French journalist Sandra Muller poses during a photo session in Paris on March 14, 2018.
BERTRAND GUAY / AFP (Photo by BERTRAND GUAY / AFP)

In her Twitter post, she told of how Brion had humiliated her, saying: “You have big breasts. You are my type of woman. I will make you orgasm all night.”

 

The post led to an outpouring of tales of harassment and assault, which were hailed as ending a culture of permissiveness in France towards unwanted advances.

 

After apologising for his remarks, Brion nonetheless decided to launch legal action against her.

 

He is asking for 50,000 euros ($55,000) in damages, 15,000 euros in legal fees ($17,000) and the deletion of the tweet where his name is mentioned.

 

‘Predator’

Drion’s legal team argue that while he does not dispute that he flirted with Muller she had portrayed him as a sexual predator and ruined his career.

 

“He has never admitted to harassing anyone.
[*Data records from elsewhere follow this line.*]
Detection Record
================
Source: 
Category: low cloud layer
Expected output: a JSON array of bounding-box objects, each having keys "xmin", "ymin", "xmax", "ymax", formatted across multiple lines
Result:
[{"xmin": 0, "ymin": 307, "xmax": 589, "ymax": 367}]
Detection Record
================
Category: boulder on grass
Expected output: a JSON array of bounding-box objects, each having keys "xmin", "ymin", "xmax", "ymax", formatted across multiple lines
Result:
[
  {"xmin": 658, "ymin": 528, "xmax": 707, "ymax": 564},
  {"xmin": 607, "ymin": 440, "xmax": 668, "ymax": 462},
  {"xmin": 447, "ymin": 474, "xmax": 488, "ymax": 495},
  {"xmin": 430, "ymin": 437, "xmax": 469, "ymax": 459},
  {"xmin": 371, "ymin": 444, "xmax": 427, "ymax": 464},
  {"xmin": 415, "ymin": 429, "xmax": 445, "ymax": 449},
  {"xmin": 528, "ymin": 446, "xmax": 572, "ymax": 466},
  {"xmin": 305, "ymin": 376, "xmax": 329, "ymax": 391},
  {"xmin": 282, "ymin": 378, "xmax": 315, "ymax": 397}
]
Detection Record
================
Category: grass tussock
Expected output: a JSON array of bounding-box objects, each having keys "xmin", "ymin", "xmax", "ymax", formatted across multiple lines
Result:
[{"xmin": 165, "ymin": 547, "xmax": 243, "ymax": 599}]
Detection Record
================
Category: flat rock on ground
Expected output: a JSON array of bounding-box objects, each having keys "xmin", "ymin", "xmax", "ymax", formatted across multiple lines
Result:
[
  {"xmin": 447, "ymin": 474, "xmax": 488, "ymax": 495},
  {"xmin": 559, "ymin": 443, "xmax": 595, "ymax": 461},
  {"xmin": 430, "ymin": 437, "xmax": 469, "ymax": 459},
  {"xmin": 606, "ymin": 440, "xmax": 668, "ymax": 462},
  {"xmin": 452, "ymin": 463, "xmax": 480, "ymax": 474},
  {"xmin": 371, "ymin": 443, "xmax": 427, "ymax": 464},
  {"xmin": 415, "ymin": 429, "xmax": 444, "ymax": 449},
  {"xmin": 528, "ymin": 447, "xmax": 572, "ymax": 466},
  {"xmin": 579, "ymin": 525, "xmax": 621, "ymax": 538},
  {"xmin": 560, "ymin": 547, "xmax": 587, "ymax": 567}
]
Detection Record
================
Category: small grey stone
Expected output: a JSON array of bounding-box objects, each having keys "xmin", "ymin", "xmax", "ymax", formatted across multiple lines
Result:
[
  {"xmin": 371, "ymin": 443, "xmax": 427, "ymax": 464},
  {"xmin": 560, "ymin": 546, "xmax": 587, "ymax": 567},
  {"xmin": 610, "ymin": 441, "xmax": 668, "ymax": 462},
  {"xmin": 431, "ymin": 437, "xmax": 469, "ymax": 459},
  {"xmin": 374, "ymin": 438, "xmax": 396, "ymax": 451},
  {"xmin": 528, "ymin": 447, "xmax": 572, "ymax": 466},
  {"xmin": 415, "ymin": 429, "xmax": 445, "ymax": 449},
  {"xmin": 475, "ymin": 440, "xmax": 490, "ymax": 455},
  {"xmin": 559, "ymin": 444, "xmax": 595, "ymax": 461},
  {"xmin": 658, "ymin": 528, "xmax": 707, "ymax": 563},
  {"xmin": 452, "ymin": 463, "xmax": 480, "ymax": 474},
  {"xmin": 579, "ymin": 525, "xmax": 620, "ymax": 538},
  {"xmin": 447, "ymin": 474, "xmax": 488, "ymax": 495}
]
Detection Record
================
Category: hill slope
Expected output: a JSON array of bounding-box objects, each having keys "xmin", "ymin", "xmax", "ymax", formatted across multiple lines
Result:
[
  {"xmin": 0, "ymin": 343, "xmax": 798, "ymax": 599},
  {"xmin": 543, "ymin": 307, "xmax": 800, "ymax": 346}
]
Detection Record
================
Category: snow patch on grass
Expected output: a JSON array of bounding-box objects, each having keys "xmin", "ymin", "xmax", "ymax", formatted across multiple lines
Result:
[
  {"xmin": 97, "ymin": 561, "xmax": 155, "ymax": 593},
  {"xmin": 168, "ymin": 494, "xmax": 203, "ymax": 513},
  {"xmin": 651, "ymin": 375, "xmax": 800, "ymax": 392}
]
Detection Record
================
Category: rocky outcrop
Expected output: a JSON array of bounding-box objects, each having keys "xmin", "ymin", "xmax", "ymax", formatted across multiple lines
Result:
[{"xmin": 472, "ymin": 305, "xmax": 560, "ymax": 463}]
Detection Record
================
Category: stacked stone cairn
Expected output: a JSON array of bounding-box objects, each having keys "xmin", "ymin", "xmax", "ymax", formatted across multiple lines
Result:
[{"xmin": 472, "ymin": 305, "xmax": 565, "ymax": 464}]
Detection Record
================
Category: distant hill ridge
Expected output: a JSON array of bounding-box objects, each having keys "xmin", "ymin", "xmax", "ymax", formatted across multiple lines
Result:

He said that one evening he tried to flirt with Sandra Muller as he liked her,” Brion’s lawyer Marie Burguburu told the court. “This is his right to flirt,” she added.

 

Muller, speaking to the court, said that she wanted things to change so that “sexist insults, whatever they are, are finally taken seriously”.

 

“I started a movement that spread through all levels of society,” said Muller, who said she was happy to travel from the United States to attend the hearing.

 

In a column in Le Monde newspaper late last year, Brion admitted making “inappropriate remarks to Sandra Muller” at a cocktail party.

 

But he also accused Muller of “deliberately creating ambiguity about what happened” by linking it to the response to the Weinstein affair.

 

He complained of the severe personal and professional consequences of what he said was a “conflation of heavyhanded flirting and sexual harassment in the workplace.”

 

Many Frenchwomen made public their experiences of abusive behaviour by men in the wake of the #MeToo and #balancetonporc movements.

 

But there has also been controversy.

 

Last year a group of prominent French women, led by film star Catherine Deneuve, complained that the campaign against harassment had become “puritanical” and they defended the right of men to “hit on” women.